Deutschland 2021, Regie: Dominik Graf, 176 Min. (ÜBERLÄNGE), mit Tom Schilling, Saskia Rosendahl, Albrecht Schuch, Meret Becker, Aljoscha Stadelmann, Michael Wittenborn u.a.
Im Berlin des Jahres 1931 lässt sich der Germanist Fabian (Tom Schilling) durch das Leben treiben. Während er tagsüber für eine Zigarettenfirma textet, macht er nachts mit seinem Freund Labude (Albrecht Schuch) die Unterweltkneipen und Künstlerateliers unsicher. Doch das sorglose Leben wird durch das Erstarken der Nationalsozialisten zunehmend bedroht. Basierend auf einem Roman von Erich Kästner gelingt Dominik Graf eine formal brillante Bestandsaufnahme einer Gesellschaft am Abgrund.

Filmkritik Programmkino.de:
Berlin gegen Ende der Weimarer Republik. Die Stadt brodelt, das Leben oszilliert zwischen Vergnügungssucht und Resignation, in der Gesellschaft gärt es. Kriegstraumata, Arbeitslosigkeit, Depression und Sehnsucht nach Liebe. Jakob Fabian (Tom Schilling) arbeitet eher erfolglos in der Werbeabteilung eines Zigarettenherstellers. Der Germanist will eigentlich Schriftsteller werden. Stattdessen schreibt er Zigarettenreklame. Nicht zuletzt deshalb hadert er mit sich selbst.

Seine Nächte sind chaotisch. Und sie spucken ihn am Morgen wieder vor seinem möblierten Zimmer in der Schaperstraße aus. Eines Abends trifft er im Berliner Nachtleben die selbstbewusste Cornelia von Battenberg (Saskia Rosendahl), „Ich bin fünfundzwanzig Jahre alt, und von zwei Männern wurde ich stehen gelassen. Stehengelassen wie ein Schirm, den man absichtlich irgendwo vergisst“, gesteht sie ihm. „Stört Sie meine Offenheit?“, will die junge Frau von ihm wissen. Für Fabian ist sie die Liebes seines Lebens. Er fühlt sich herausgefordert.

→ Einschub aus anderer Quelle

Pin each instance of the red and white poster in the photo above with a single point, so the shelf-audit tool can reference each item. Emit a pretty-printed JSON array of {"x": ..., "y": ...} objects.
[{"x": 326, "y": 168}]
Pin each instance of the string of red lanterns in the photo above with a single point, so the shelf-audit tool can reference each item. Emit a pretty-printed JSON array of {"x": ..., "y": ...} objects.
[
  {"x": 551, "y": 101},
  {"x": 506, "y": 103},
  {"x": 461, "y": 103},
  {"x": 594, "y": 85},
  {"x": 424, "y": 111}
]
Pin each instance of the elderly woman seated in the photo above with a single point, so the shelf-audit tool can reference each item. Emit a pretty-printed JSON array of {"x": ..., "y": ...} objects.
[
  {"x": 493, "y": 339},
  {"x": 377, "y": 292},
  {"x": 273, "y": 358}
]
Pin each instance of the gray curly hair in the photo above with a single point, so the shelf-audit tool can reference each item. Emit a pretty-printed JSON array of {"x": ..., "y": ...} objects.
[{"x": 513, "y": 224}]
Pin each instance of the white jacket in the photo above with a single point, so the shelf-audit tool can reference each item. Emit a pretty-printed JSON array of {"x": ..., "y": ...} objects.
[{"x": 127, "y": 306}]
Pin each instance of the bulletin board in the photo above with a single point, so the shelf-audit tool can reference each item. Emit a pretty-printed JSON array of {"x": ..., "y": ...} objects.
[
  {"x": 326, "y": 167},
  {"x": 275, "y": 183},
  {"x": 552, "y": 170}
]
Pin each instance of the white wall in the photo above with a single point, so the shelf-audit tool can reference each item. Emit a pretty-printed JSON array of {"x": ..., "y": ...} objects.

Die großartige Liebesgeschichte zwischen ihr und Fabian steht im Mittelpunkt des Films. Gemeinsam mit ihr und seinem wohlhabenden Freund Labude (Albrecht Schuch) stürzen sich die drei in die letzten Jahre der Weimarer Republik. Der Millionärssohn und Kommunist Labude träumt von einer Revolution der Klassen. Gleichzeitig schreibt der Sohn eines erfolgreichen Anwalts fünf Jahre lang an seiner Dissertation über das Werk Lessings. Und traut sich nicht sie endlich seinem Professor abzugeben. Er ist reich, aber unglücklich. Seine Verlobte hat ihn kurz vor der Hochzeit betrogen. Sein Vater betrügt die Mutter mit einer jungen Geliebten, die ebenfalls hintergeht.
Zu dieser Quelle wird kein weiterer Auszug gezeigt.